The CBI also expects growth in business and professional services sectors to rise by 48% and in the manufacturing sector by 36%.
Alpesh Paleja, lead economist at the CBI, said: “Economic growth appears to be poised for lift-off over the summer. But this is a recovery that will be felt differently across sectors: while the outlook has improved considerably across the business and professional services and manufacturing sectors, consumer-facing firms seem to anticipate trouble in getting off the ground.”
The latest official figures show that net mortgage borrowing was £11.8 billion in March, the strongest since the records began in April 1993. Mortgage approvals came in at 82,700, lower than their recent peak of 103,11 in November but still higher than average.
Individuals in the UK are continuing to make net repayments of consumer credit, and households are still depositing significant amounts, with an additional £16.2 billion saved in March.
Price inflation in the UK is edging up due to higher energy prices, driven up by rising global oil prices and fewer retail discounts. The Consumer Prices Index (CPI) measure of price inflation rose to 0.7% in the year to March, up from 0.4% a month earlier.
Jonathan Athow, deputy national statistician at the Office for National Statistics, said: “The rate of inflation increased with petrol prices rising and clothes recovering from the falls seen in February.”

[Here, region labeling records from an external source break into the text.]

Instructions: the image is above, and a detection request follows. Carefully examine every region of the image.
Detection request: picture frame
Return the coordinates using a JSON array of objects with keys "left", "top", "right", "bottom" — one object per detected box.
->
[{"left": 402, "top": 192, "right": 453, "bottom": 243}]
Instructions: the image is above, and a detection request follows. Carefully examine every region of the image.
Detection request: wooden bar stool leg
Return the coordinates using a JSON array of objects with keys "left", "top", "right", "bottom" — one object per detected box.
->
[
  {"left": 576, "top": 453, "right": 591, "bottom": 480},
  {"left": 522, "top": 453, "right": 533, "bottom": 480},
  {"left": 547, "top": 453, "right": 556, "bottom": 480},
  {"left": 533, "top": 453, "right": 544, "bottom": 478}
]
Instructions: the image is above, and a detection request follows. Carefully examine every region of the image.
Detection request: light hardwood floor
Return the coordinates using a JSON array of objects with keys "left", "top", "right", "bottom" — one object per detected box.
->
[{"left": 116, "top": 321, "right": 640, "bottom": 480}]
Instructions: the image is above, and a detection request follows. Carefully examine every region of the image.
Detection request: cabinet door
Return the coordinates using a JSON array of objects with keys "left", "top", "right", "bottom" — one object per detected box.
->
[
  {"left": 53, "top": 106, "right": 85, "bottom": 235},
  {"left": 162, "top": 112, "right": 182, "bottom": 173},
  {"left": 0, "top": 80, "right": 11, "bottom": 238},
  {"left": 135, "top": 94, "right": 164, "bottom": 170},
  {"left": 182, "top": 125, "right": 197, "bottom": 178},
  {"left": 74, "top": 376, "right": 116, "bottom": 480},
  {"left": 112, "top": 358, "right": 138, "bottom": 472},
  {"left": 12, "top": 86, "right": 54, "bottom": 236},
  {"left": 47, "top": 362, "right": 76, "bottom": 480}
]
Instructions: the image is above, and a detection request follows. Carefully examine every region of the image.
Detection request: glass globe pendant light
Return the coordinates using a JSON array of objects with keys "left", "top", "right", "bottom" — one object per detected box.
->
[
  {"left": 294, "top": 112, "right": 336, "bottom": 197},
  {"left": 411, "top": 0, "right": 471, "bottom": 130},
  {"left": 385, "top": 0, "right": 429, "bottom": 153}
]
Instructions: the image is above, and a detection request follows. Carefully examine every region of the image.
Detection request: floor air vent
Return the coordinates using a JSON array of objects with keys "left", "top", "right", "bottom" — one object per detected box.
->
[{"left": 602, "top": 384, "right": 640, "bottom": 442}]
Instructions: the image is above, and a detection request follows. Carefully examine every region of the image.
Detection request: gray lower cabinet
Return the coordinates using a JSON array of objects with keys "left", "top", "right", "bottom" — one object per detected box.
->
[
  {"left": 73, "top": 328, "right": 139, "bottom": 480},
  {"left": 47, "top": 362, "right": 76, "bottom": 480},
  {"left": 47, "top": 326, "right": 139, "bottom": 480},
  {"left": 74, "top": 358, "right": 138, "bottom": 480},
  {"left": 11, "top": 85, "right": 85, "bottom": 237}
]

Price inflation in the UK is expected to continue rising in the coming months, with an increase in regulated household energy bills feeding into the calculation, along with generally higher prices than a year earlier when lockdown measures prompted a crash in many prices.
Looking further afield, the US and Chinese economists are recovering strongly while Europe slides back into a double-dip recession. The eurozone economy declined by 0.6% in the first quarter of the year due to a slow vaccination rollout and extended lockdown measures. Economists had predicted a 1% decline in the eurozone.
However, in the United States, economic recovery is strong. The US economy grew by 1.6% in the first quarter, pushing its annualised growth up to 6.4%, with strong consumer demand supporting business recovery.
According to the latest advance data in Hong Kong, the economy grew by 7.8% from a year earlier. The growth figures look impressive but are distorted to some extent by a low base a year earlier.
UK house prices rose by 7.1% in the past year, according to the Nationwide. The average property price has risen by £15,916 in the last year, to reach £238,831. Prices seem to be supported by a combination of government incentives, including an extension to the stamp duty holiday and a shortage of available homes to buy.
Robert Gardner, chief economist at Nationwide, said: “Our research suggests that while the stamp duty holiday is impacting the timing of housing transactions, for most people it is not the key motivating factor prompting them to move in the first place.”
The benchmark 10-year government bond (gilt) yield rose slightly during April, reaching 0.855% at the start of May but remaining very low by historical standards.